Publisher: University of Michigan Press
ISBN: 0472128663
Category : Social Science
Languages : en
Pages : 253
Book Description
The Nigerian and West African practice of aso ebi fashion invokes notions of wealth and group dynamics in social gatherings. Okechukwu Nwafor’s volume Aso ebi investigates the practice in the cosmopolitan urban setting of Lagos, and argues that the visual and consumerist hype typical of the late capitalist system feeds this unique fashion practice. The book suggests that dress, fashion, aso ebi, and photography engender a new visual culture that largely reflects the economics of mundane living. Nwafor examines the practice’s societal dilemma, whereby the solidarity of aso ebi is dismissed by many as an ephemeral transaction. A circuitous transaction among photographers, fashion magazine producers, textile merchants, tailors, and individual fashionistas reinvents aso ebi as a product of cosmopolitan urban modernity.

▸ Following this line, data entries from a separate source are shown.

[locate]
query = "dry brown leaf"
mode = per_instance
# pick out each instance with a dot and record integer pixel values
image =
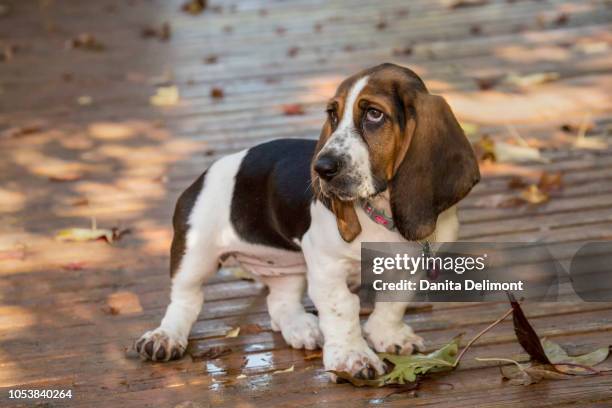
(506, 152)
(165, 96)
(286, 370)
(317, 355)
(84, 100)
(162, 33)
(74, 266)
(85, 41)
(251, 328)
(215, 352)
(90, 234)
(293, 109)
(211, 59)
(293, 51)
(532, 79)
(551, 182)
(533, 195)
(516, 182)
(66, 177)
(455, 4)
(20, 131)
(216, 93)
(231, 333)
(194, 6)
(12, 254)
(591, 143)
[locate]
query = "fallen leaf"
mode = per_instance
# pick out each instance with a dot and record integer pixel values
(74, 266)
(293, 109)
(293, 51)
(85, 41)
(533, 195)
(516, 182)
(406, 369)
(593, 47)
(162, 33)
(80, 202)
(455, 4)
(20, 131)
(557, 355)
(216, 93)
(550, 182)
(251, 328)
(526, 335)
(215, 352)
(66, 177)
(287, 370)
(532, 79)
(84, 100)
(165, 96)
(233, 332)
(475, 29)
(194, 6)
(484, 148)
(506, 152)
(486, 83)
(12, 254)
(90, 234)
(381, 25)
(211, 59)
(561, 19)
(403, 51)
(470, 129)
(313, 356)
(591, 143)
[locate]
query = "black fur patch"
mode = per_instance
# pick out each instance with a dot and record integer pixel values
(272, 195)
(183, 208)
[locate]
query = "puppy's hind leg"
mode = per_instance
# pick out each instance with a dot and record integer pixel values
(299, 329)
(194, 258)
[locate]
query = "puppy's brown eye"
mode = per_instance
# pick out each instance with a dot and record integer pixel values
(374, 115)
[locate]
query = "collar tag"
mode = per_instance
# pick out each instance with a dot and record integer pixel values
(378, 217)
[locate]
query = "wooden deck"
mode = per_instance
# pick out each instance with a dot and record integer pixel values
(80, 139)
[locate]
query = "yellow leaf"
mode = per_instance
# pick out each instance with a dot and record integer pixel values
(534, 195)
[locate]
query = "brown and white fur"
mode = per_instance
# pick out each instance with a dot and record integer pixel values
(288, 210)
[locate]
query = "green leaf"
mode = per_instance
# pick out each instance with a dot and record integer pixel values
(407, 369)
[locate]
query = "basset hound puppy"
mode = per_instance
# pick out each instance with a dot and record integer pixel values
(390, 165)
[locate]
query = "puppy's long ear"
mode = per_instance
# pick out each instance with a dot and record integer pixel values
(344, 211)
(438, 169)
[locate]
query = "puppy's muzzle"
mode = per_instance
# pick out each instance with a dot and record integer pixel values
(328, 167)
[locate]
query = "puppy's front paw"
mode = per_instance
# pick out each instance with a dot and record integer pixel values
(397, 338)
(356, 358)
(159, 345)
(302, 331)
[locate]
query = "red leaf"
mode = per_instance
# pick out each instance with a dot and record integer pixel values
(526, 335)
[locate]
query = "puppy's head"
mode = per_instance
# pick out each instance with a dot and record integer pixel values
(385, 131)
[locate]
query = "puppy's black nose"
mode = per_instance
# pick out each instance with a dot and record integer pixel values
(328, 167)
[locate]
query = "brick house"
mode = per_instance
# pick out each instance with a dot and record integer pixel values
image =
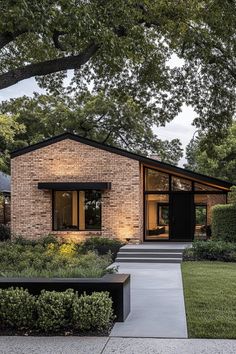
(5, 194)
(75, 187)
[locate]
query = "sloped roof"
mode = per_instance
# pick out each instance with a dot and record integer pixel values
(143, 159)
(5, 183)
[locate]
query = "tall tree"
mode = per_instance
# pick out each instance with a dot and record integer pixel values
(117, 120)
(215, 159)
(126, 45)
(10, 127)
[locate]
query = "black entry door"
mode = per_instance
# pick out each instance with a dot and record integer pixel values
(182, 216)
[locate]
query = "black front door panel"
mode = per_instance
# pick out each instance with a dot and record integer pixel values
(182, 216)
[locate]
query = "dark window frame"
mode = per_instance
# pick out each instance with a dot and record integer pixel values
(219, 191)
(200, 205)
(171, 175)
(158, 212)
(78, 208)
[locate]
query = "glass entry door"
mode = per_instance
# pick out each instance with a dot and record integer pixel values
(157, 217)
(182, 216)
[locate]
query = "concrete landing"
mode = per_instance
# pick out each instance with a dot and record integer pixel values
(157, 302)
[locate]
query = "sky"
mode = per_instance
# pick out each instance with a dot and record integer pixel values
(181, 127)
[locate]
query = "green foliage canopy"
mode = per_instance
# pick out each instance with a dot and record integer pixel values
(217, 159)
(117, 120)
(125, 46)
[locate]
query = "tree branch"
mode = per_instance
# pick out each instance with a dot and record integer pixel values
(48, 67)
(55, 38)
(7, 37)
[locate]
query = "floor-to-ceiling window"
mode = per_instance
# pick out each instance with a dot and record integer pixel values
(161, 188)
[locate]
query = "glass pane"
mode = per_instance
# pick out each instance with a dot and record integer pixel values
(65, 210)
(157, 217)
(163, 214)
(203, 187)
(89, 210)
(156, 181)
(180, 184)
(200, 214)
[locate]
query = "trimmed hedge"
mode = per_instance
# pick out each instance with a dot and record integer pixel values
(53, 312)
(92, 311)
(211, 250)
(54, 309)
(224, 222)
(101, 245)
(17, 308)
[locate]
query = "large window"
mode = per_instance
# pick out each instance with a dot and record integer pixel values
(77, 210)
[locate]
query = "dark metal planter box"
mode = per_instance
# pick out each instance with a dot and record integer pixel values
(118, 285)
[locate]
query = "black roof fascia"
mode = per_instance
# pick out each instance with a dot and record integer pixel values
(143, 159)
(61, 186)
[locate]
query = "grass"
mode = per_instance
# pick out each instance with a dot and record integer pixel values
(210, 299)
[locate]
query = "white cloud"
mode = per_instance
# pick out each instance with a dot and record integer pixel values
(180, 127)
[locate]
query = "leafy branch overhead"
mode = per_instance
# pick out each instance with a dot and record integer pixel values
(115, 120)
(126, 45)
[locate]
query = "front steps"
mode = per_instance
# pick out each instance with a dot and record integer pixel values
(152, 254)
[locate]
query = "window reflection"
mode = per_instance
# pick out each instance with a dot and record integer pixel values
(180, 184)
(77, 210)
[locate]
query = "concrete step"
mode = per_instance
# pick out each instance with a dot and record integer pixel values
(149, 255)
(148, 260)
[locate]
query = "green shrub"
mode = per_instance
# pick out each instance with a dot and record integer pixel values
(54, 310)
(211, 250)
(224, 222)
(101, 245)
(93, 312)
(51, 260)
(44, 240)
(5, 232)
(17, 308)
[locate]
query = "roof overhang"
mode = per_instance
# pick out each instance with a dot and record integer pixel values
(69, 186)
(142, 159)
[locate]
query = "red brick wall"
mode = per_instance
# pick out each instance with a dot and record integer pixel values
(70, 161)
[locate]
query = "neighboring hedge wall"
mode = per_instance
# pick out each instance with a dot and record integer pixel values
(224, 222)
(54, 312)
(211, 250)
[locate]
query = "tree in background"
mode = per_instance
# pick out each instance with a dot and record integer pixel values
(10, 128)
(214, 159)
(115, 120)
(126, 45)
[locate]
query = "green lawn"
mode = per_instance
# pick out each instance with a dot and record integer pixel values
(210, 299)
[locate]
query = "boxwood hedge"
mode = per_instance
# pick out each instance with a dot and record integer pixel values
(224, 222)
(54, 312)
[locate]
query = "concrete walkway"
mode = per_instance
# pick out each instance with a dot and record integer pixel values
(157, 302)
(104, 345)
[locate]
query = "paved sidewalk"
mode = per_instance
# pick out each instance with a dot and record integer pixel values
(104, 345)
(157, 302)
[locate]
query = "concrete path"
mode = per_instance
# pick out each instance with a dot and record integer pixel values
(157, 302)
(104, 345)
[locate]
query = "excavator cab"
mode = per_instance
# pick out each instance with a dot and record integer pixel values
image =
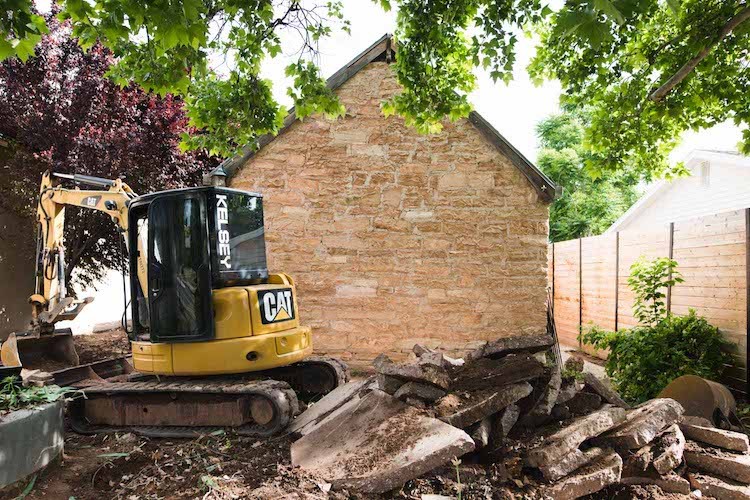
(194, 241)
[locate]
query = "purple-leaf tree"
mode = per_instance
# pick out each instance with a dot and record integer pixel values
(59, 112)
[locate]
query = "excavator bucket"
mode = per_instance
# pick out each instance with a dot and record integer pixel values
(50, 352)
(10, 362)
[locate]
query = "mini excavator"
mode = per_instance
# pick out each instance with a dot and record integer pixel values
(216, 340)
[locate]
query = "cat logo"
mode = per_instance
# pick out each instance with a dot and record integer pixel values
(276, 305)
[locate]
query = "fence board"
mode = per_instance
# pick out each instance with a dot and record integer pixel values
(711, 256)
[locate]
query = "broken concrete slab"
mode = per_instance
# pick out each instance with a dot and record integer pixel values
(572, 435)
(426, 392)
(715, 461)
(571, 462)
(481, 432)
(670, 482)
(378, 445)
(429, 374)
(720, 488)
(729, 440)
(509, 345)
(588, 480)
(668, 450)
(503, 422)
(388, 384)
(486, 373)
(330, 405)
(643, 424)
(592, 383)
(462, 409)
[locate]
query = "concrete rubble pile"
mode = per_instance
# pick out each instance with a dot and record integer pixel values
(558, 434)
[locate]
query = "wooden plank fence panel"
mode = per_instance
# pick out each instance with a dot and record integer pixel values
(567, 291)
(711, 253)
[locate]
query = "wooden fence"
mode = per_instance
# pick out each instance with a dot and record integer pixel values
(589, 280)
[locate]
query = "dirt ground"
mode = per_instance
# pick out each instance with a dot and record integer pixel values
(130, 467)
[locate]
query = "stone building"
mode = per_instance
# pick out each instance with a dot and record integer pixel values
(394, 237)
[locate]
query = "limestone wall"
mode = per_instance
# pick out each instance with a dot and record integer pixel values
(394, 237)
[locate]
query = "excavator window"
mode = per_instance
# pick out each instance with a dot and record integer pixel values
(179, 278)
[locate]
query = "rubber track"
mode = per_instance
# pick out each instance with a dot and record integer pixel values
(280, 394)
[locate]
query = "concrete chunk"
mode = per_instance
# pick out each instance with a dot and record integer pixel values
(719, 462)
(644, 423)
(588, 480)
(604, 390)
(425, 392)
(486, 373)
(729, 440)
(328, 405)
(465, 408)
(720, 488)
(567, 439)
(669, 449)
(670, 482)
(510, 345)
(378, 445)
(571, 462)
(428, 374)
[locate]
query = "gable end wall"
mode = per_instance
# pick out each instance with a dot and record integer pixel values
(395, 238)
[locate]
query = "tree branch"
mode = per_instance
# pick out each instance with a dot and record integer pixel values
(660, 93)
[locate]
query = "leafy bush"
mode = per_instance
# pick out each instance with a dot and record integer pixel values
(14, 396)
(643, 360)
(649, 280)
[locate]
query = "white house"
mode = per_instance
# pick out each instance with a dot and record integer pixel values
(719, 181)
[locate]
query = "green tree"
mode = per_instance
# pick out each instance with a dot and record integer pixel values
(648, 69)
(588, 205)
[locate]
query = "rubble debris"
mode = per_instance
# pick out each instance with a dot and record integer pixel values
(484, 373)
(594, 477)
(571, 462)
(496, 349)
(481, 433)
(719, 488)
(425, 392)
(643, 424)
(503, 422)
(715, 461)
(729, 440)
(593, 384)
(378, 445)
(333, 402)
(462, 409)
(668, 450)
(388, 384)
(575, 364)
(429, 374)
(571, 436)
(669, 482)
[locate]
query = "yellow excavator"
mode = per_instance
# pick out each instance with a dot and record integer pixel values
(216, 339)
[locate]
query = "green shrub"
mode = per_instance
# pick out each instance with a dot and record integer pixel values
(643, 360)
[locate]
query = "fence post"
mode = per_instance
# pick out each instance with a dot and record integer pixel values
(617, 279)
(580, 291)
(671, 255)
(747, 297)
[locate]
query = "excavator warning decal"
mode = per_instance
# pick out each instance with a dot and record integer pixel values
(276, 305)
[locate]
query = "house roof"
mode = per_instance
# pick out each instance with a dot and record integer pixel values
(385, 49)
(691, 160)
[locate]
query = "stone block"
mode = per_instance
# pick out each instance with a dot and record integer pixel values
(588, 480)
(644, 423)
(465, 408)
(570, 437)
(30, 440)
(715, 461)
(729, 440)
(720, 488)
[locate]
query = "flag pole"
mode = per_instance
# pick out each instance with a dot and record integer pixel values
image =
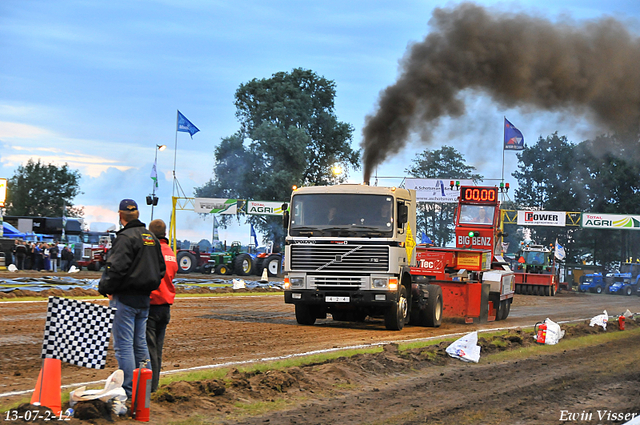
(503, 135)
(175, 151)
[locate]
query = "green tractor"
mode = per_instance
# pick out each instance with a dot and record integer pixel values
(231, 262)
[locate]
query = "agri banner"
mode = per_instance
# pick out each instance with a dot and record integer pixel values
(215, 205)
(435, 190)
(264, 208)
(610, 221)
(542, 218)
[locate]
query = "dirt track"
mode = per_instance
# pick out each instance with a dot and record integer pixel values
(206, 331)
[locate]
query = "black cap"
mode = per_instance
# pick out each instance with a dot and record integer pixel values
(128, 205)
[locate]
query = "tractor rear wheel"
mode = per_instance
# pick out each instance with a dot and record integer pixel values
(243, 265)
(222, 269)
(433, 312)
(396, 314)
(272, 263)
(186, 262)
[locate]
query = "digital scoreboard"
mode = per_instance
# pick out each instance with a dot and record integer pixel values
(479, 195)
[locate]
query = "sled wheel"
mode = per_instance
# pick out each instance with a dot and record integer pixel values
(396, 314)
(305, 314)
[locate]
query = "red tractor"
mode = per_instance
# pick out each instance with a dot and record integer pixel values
(94, 257)
(477, 284)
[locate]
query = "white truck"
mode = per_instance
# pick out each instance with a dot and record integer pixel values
(348, 252)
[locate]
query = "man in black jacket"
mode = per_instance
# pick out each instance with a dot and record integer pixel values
(135, 267)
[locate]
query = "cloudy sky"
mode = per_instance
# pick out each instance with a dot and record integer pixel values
(96, 85)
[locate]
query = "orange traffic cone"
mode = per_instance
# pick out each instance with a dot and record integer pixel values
(47, 391)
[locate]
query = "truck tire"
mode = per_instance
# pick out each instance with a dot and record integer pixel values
(396, 314)
(243, 265)
(186, 262)
(305, 315)
(272, 263)
(222, 269)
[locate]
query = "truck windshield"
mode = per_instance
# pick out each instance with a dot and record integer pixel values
(476, 214)
(342, 215)
(534, 258)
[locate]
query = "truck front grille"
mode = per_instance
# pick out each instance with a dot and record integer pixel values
(337, 281)
(339, 258)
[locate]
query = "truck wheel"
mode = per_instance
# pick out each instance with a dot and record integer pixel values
(243, 265)
(222, 269)
(396, 315)
(272, 263)
(340, 316)
(186, 262)
(433, 312)
(305, 315)
(507, 309)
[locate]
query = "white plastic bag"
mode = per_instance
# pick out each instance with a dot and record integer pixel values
(112, 390)
(554, 333)
(600, 320)
(465, 348)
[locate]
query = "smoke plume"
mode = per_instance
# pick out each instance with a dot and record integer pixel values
(590, 67)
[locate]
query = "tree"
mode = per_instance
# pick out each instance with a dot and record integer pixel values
(597, 176)
(436, 219)
(289, 136)
(43, 190)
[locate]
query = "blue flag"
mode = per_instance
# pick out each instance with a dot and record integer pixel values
(253, 235)
(185, 125)
(513, 138)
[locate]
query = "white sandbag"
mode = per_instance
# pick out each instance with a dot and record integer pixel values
(600, 320)
(112, 390)
(465, 348)
(554, 333)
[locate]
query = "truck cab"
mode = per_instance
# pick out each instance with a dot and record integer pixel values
(348, 253)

The results are a fetishization of various forms of commodity culture, personality cults through mass followership, the negotiation of symbolic power through mass-produced images, exchange value in human relationships through gifts, and a form of exclusion achieved through digital photo editing. Aso ebi has become an essential part of Lagos cosmopolitanism: as a rising form of a unique visual culture it is central to the unprecedented spread of a unique West African fashion style that revels in excessive textile overflow. This extreme dress style is what an individual requires to transcend the lack imposed by the chaos of the postcolonial city.